The only direct timing primitive in panfrost is DELAY(10000) after
JS_COMMAND_SOFT_STOP — a 10 ms wait for the GPU to acknowledge the
soft-stop before we hard-reset. That’s a hardware-handshake settle,
microseconds-to-milliseconds scale, called from a taskqueue context
that’s already committed to resetting the device. DELAY is the
right tool.
◐ partial Heavy-load freezes are still open (see project_gpu_crash_fixes); they aren’t a deadline-miss bug.
patches/sys/dev/iicbus/controller/rockchip/rk_i2c.c.patch — no timing change
Our rk_i2c patch (the one that fixed goodix IRQ allocation,
2972362 rk_i2c + goodix: fix iicbus child IRQ alloc ) adds bus_* method passthroughs to the
DEVMETHOD table. It doesn’t touch any timing logic. The upstream
i2c bus controller already uses tsleep with timeout for transfer
completion; that’s correct.
When state-age polling is fine
The point of the FUSB302 refactor is not “always use callouts.” It’s “if you have a hard spec deadline that fires once at a known offset from a known event, arm a callout the moment the event happens; don’t hope the worker wakes at the right moment to notice.”

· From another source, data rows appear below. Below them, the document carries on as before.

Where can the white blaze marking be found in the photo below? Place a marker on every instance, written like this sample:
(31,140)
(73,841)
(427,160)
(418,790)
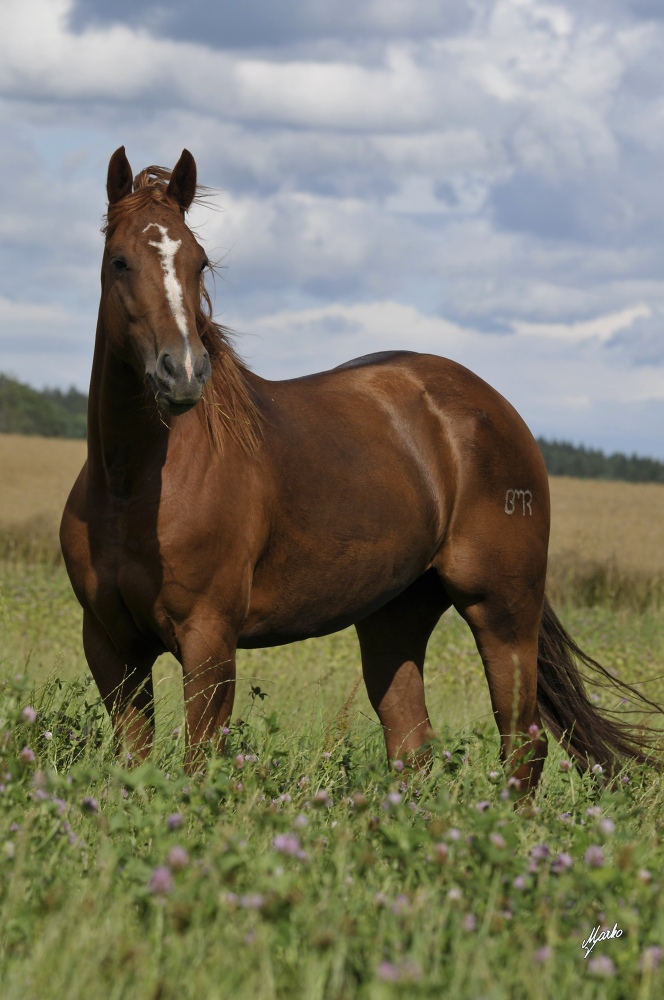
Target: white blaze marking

State-age polling — if (now - state_entered > N) do X — is fine when:
-
It’s a rate limit, not a deadline. PE_DISABLED retrying
detect_cc()once per second is fine: missing the window by 200 ms doesn’t break anything. The spec deadlines (tSenderResponse = 30 ms, tNoResponse = 5 s, tPSTransition = 500 ms) are different — missing the window means the PD partner has already moved on. -
It’s a periodic sweep already on a callout. The DWC3 TX watchdog computes “has tx_ok_count moved since last tick?” against a counter snapshot. That’s state-age arithmetic, but the tick is itself armed by callout, so the worst-case latency is bounded by the callout period (500 ms), not by some upstream worker’s wake pattern.
-
It’s coarse and the worker provably wakes faster. A 1 Hz fuel gauge running its own kproc with
tsleep(..., 1 * hz)is fine — the kproc is the only thing that decides when to wake.
State-age polling becomes a bug when:
-
The worker became event-driven and the deadline is shorter than the longest gap between events. This is what bit FUSB302: once IRQ wakes replaced the 50 ms heartbeat, a 30 ms deadline could fall entirely inside one inter-event gap and never get evaluated.
-
The deadline matters for protocol correctness. Anything tagged with a “t” prefix in a USB-PD / Bluetooth / 802.11 spec is in this bucket. The remote side will give up at exactly that offset; we must too.
Pattern summary
| Driver | Time-based logic | Pattern | Migrate to callout? |
|---|---|---|---|
fusb302.c | PD spec timers (tNoResponse, tSenderResponse, tPSTransition) | callout (post-12a63fe) | done |
fusb302.c | PE_DISABLED retry-cc | state-age (1 Hz rate limit) | no |
dwc3_gadget.c | TX watchdog | callout_init_mtx, hz/2 sweep | already done |
goodix.c | Poll-mode fallback | callout, hz/100 sweep | already done |
goodix.c | Reset/firmware-ready settle | DELAY (one-shot) | no — DELAY is correct |
rt5640.c | Codec init register settle | DELAY (one-shot) | no — DELAY is correct |
simple_amplifier.c | PCMTRIG GPIO toggle | synchronous | no |
rk818_battery.c | 1 Hz fuel-gauge poll | tsleep in kproc | no |
bwfm_sdio.c | SDIO IRQ poll fallback | callout, hz/100 sweep | already done |
bwfm_sdio.c | BCDC command timeout | tsleep with timeout | no — tsleep timeout is correct |
bwfm_sdio.c | Chip bring-up settle | DELAY (one-shot) | no |
panfrost_job.c | GPU job timeout | DRM scheduler delayed_work | no — already armed-deadline |
panfrost_job.c | Soft-stop ack settle | DELAY (one-shot) | no |
rk_i2c.c.patch | (no timing change) | n/a | n/a |
The lesson generalizes to one rule: arm the deadline when the event that starts it happens; cancel it when the deadline becomes irrelevant; never compute “has the deadline expired” from the outside. Everywhere else in the tree we already follow it; FUSB302 is now the ninth.